He credited his Catholic faith with his ability to survive.

"When you have Jesus in your life, nothing is impossible," he said. "See, all those plans that you make are going to work out for you."

When he returned from the war, Hernandez was shocked to learn that his father had died three months earlier. He buried the pain of war and his father's death to focus on the family liquor store business.

"It doesn't do me any good for people to feel sorry for me," he said. "That doesn't make me any money."

A woman Hernandez had written to during the war wanted to pursue a relationship with him afterward, but he declined.

"I didn't get married because I didn't want my wife to suffer poverty," he said. "I said to myself, 'I have to better my life before I get married.'"

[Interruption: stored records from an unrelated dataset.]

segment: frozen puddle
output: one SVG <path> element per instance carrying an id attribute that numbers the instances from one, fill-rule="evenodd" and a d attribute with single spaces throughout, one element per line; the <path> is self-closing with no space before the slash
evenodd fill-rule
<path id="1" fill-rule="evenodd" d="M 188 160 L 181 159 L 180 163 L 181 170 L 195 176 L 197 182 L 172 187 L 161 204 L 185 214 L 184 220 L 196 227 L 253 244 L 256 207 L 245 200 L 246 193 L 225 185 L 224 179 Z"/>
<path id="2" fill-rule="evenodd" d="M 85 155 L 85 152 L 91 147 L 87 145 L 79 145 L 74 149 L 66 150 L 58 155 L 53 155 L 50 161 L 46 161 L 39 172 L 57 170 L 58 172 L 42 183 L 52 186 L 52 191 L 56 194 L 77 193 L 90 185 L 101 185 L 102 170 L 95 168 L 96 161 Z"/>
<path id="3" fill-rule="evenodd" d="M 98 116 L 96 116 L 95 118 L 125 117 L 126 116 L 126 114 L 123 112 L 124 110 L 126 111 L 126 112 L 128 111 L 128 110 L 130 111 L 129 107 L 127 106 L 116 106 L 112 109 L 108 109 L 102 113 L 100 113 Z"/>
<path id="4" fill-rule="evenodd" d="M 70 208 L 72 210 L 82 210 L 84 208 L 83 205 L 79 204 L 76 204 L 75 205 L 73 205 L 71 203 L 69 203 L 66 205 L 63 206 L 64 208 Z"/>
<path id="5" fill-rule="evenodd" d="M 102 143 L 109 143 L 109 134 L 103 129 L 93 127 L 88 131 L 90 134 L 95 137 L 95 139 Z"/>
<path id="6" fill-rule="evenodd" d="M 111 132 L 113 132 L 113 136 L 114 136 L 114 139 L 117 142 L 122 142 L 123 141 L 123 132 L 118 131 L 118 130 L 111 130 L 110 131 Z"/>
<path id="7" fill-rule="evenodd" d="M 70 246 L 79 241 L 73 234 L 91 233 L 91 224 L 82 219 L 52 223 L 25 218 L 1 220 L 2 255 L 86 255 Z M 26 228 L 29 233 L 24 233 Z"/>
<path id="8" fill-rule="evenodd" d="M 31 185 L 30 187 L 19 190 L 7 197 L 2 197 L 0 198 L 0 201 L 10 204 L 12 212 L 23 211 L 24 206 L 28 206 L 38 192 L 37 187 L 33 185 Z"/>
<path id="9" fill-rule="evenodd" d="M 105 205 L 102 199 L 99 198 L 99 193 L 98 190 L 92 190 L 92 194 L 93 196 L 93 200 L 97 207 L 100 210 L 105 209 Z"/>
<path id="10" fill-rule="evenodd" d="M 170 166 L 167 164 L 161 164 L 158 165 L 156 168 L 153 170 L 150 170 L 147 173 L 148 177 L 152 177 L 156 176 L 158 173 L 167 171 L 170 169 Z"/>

He eventually married Beatriz Becerra in 1954. The couple had eight children -five daughters and three sons - all of whom went to college.

Hernandez takes pride in his children's education and appreciates how that education has helped them attain jobs with good salaries. Yet, when he looks back over his life and his children's accomplishments, he feels education is not as important as the values he passed on from his parents.

"My folks didn't have any money. They didn't have an education," Hernandez said. "But sometimes you don't need an education. What you need more is a desire to better yourself and not have nobody feel sorry for you."

Mr. Hernandez was interviewed by Nikki Cruz Jones in Whittier, California, on Oct. 16, 2005.